Algorithms / Combinatorics Interview

Least You Need to Know: Combinatorics Patterns: Choose vs Arrange, Complement Counts, and Stars and Bars

Interview counting often comes down to a modeling choice: are you choosing a set, arranging an ordered sequence, counting the easier complement, or distributing identical units across labeled bins? The hard part is recognizing which model matches the wording.

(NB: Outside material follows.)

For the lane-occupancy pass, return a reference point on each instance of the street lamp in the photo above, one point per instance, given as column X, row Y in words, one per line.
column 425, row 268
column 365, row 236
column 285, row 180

The least you need to know

Use combinations when order does not matter and permutations when it does.
Complement counting is often cleaner than counting a messy forbidden set directly.
Stars and bars counts distributions of identical items into labeled bins under clear constraints.
Repeated objects require division by duplicate factorials or a direct multiset model.
A correct counting solution starts by stating exactly what makes two outcomes different.

Key notation

C(n, k) number of `k`-element subsets of `n` distinct items

P(n, k) number of ordered length-`k` selections from `n` distinct items

x_1 + ... + x_k = n distribution model for stars and bars

Tiny worked example

If a prompt asks for a 3-person committee from 10 students, order does not matter, so choose with `C(10, 3)`.
If it asks for gold, silver, and bronze from the same 10 students, the positions differ, so order matters and you use an arrangement count.

Common mistakes

Students often compute a permutation when the output is really an unordered group.
Stars and bars applies to identical items in labeled bins, not to arbitrary arrangement problems.
Complement counting works only if the easier set is clearly defined and subtractable from the total.

How to recognize this kind of problem

The wording asks for committees, teams, or subsets rather than rankings or seatings.
The bad cases are easier to count than the good ones, suggesting a complement.
The problem distributes identical units across categories with simple lower-bound constraints.